As we show in Table 2, both versions of the proposed method, SCW-RNN(4) and SCW-RNN(8), achieve the best overall performance compared with others. It is obvious that the utilization of more spatial context information in SCW-RNN(8) leads to performance improvement than SCW-RNN(4), especially in terms of recall and \(\text {F}_{1}\) score. MLP-10, which does not consider such spatial context information across local patches, produces a lot of false positive evidenced by the low precision and \(\text {F}_{1}\) score. MLP-48, which has a larger receptive field outperforms MLP-10 with a large margin. CNN-nips, which uses a really large window size (\(95 \times 95\)), achieves comparative results as ours, but its running time is almost 100 times slower than our method. Although for certain architecture, fast scanning can be utilized to remove redundant computations of convolution operation, it is not applicable to our case, which conducts patch-wise normalization. U-NET [11], which does not invoke patch based testing, is also very efficient, but it produces a much lower \(\text {F}_{1}\) score and AIU than ours, one of the possible reasons is that we do not apply aggressive data augmentation in all of our experimental settings.

For quantitative comparison, some challenging images with segmentation results overlaid on the original image are shown in Fig. 2. It can be observed that our method produces the most accurate results with much better global consistency.
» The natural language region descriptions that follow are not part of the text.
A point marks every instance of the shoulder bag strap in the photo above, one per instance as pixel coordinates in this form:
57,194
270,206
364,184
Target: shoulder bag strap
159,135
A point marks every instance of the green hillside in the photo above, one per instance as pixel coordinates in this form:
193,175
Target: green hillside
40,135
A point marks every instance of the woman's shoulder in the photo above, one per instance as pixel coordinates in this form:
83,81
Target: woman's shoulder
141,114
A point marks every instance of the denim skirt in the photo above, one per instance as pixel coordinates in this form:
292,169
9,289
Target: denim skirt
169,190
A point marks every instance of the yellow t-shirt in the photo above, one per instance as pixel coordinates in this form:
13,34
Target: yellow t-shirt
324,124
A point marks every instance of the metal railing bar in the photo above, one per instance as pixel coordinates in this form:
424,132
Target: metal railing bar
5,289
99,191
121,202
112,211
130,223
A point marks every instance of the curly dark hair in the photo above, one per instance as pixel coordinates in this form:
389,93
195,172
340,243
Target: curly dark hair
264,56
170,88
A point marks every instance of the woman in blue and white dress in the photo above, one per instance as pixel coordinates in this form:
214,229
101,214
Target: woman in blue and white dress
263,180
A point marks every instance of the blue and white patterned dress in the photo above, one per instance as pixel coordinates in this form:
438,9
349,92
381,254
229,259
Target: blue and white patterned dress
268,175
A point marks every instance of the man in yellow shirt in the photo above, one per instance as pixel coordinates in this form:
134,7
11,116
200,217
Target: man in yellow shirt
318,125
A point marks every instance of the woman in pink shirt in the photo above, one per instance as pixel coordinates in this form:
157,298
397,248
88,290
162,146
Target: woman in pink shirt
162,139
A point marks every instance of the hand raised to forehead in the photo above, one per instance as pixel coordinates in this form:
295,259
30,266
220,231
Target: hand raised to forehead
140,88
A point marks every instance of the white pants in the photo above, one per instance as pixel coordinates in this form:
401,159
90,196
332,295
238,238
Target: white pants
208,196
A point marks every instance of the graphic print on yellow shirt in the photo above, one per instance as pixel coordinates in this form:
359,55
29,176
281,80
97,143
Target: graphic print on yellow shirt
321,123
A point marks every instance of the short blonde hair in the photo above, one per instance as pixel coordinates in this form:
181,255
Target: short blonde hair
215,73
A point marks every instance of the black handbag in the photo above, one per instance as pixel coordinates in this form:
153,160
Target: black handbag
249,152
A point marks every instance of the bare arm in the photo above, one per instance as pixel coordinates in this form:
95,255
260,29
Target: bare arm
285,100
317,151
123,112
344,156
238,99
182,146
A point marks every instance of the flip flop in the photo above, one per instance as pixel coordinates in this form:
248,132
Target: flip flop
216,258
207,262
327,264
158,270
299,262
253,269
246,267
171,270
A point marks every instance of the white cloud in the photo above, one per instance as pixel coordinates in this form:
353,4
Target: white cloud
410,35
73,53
This further provides evidences that our proposed spatial CW-RNN has strong capability to learn the global context information, which is the key to differentiate perimysium from endomysium, epimysium, and blood vessels.

4 Conclusion

In this paper, we propose a formulation of the novel 2D spatial clock-work recurrent neural network and pave the way to utilize RNN architecture to process 2D biomedical image data. Our spatial CW-RNN is totally end-to-end trainable and capable of encoding the global context information into the features of each local image patch, which tremendously improves the performance. In addition, we utilize the structured output for each local image patch, making it efficient for both training and testing.